Why does 'device or resource busy' appear even after the container has exited?

The container process is gone, but the kernel still has an active reference count on the overlay mount. This happens when a second process — a log shipper, a debug session, a security agent, or a stale containerd-shim — holds an open file descriptor into the container's overlay upper/work directory. The kernel will not allow umount() until all references are released, returning EBUSY to kubelet's GC loop.

Will restarting containerd kill my running pods?

With containerd v1.6+ and the default 'live-restore' equivalent behavior, a brief containerd restart does not kill running containers because the container processes are managed by per-container shim processes, not containerd itself. However, pod networking and exec sessions will be interrupted momentarily. Always cordon the node first in production to prevent new workloads from scheduling during the restart window.

How do I tell if inode exhaustion is the real cause rather than raw disk space?

Run 'df -i' on the affected node.

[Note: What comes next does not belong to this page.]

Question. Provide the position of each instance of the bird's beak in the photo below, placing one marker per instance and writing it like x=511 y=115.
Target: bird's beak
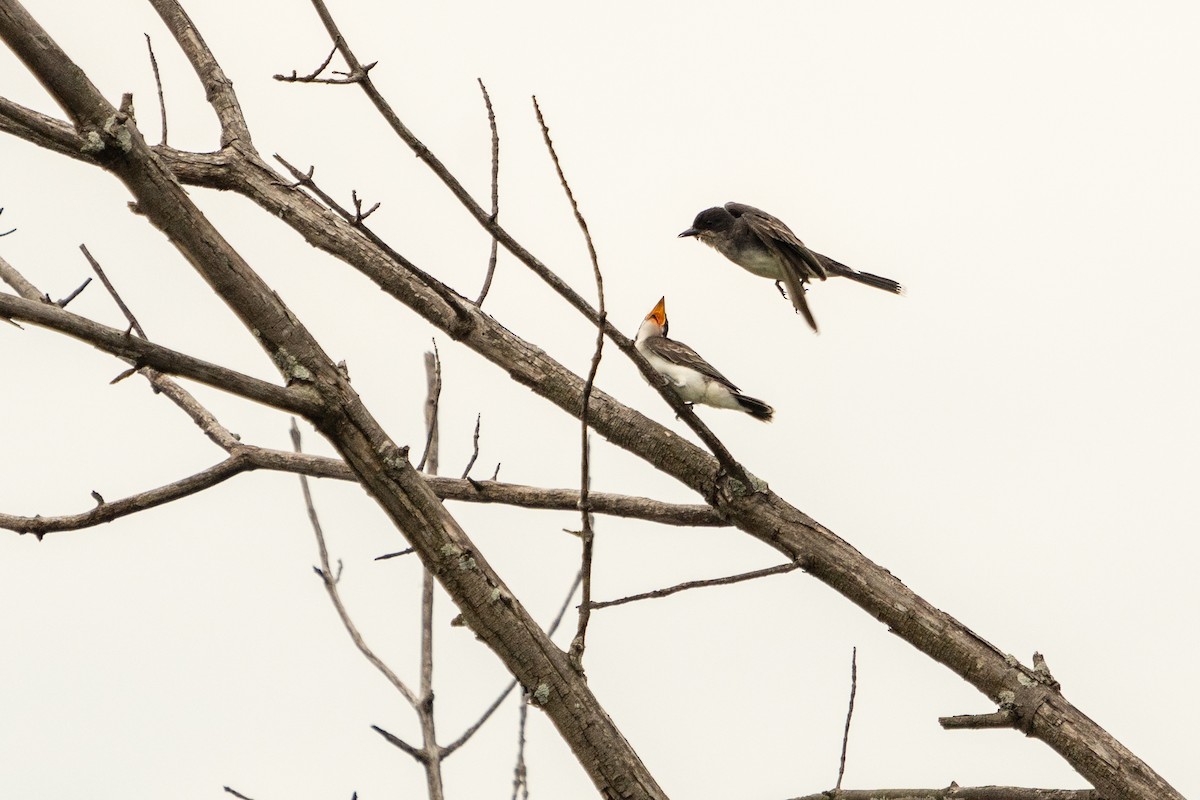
x=659 y=314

If the 'IUse%' column shows 100% for the root or containerd filesystem while 'df -h' shows available space remaining, you have inode exhaustion. This is common on nodes running thousands of short-lived containers that each create many small log and metadata files. The fix is the same GC remediation, but the prevention requires setting containerLogMaxFiles and containerLogMaxSize in kubelet config, and potentially reformatting the filesystem with a higher inode ratio (mkfs.ext4 -i 4096) on a replacement volume.

How to Fix Kubelet Garbage Collection Failures Caused by Device or Resource Busy Locks

Threat/Impact Level: HIGH | Exploitability/Downtime Risk: HIGH | Time to Fix: 15–30 mins

TL;DR

What broke: Kubelet's garbage collection loop cannot remove stopped/dead containers because the overlay or devicemapper mount is still held open by a leaked process, a stale bind mount, or a zombie containerd/docker shim.
How to fix it: Identify the blocking PID with lsof or fuser, kill or unmount it, then force-trigger GC or restart the container runtime.
Shortcut: Use our Client-Side Sandbox below to auto-refactor your kubelet config and generate the exact crictl/nsenter remediation commands for your specific runtime.

The Incident (What Does the Error Mean?)

Raw kubelet log output:

E0612 03:14:22.871042    1423 image_gc_manager.go:305] Failed to garbage collect required amount of images. Wanted to free 5368709120 bytes, but only found 0 bytes eligible to free.
E0612 03:14:22.871198    1423 container_gc.go:85]  Failed to garbage collect containers: device or resource busy
E0612 03:14:22.871301    1423 kubelet.go:1302] Image garbage collection failed multiple times in a row: failed to garbage collect required amount of images

Immediate consequence: Kubelet's GC loop is stuck. Dead containers accumulate. Overlay mounts pile up under /var/lib/containerd or /var/lib/docker/overlay2. The node's disk fills, inode table exhausts, and new pod scheduling fails with FailedMount or Evicted events. In severe cases the node goes NotReady.

The Attack Vector / Blast Radius

This is a cascading disk exhaustion failure, not a one-pod problem.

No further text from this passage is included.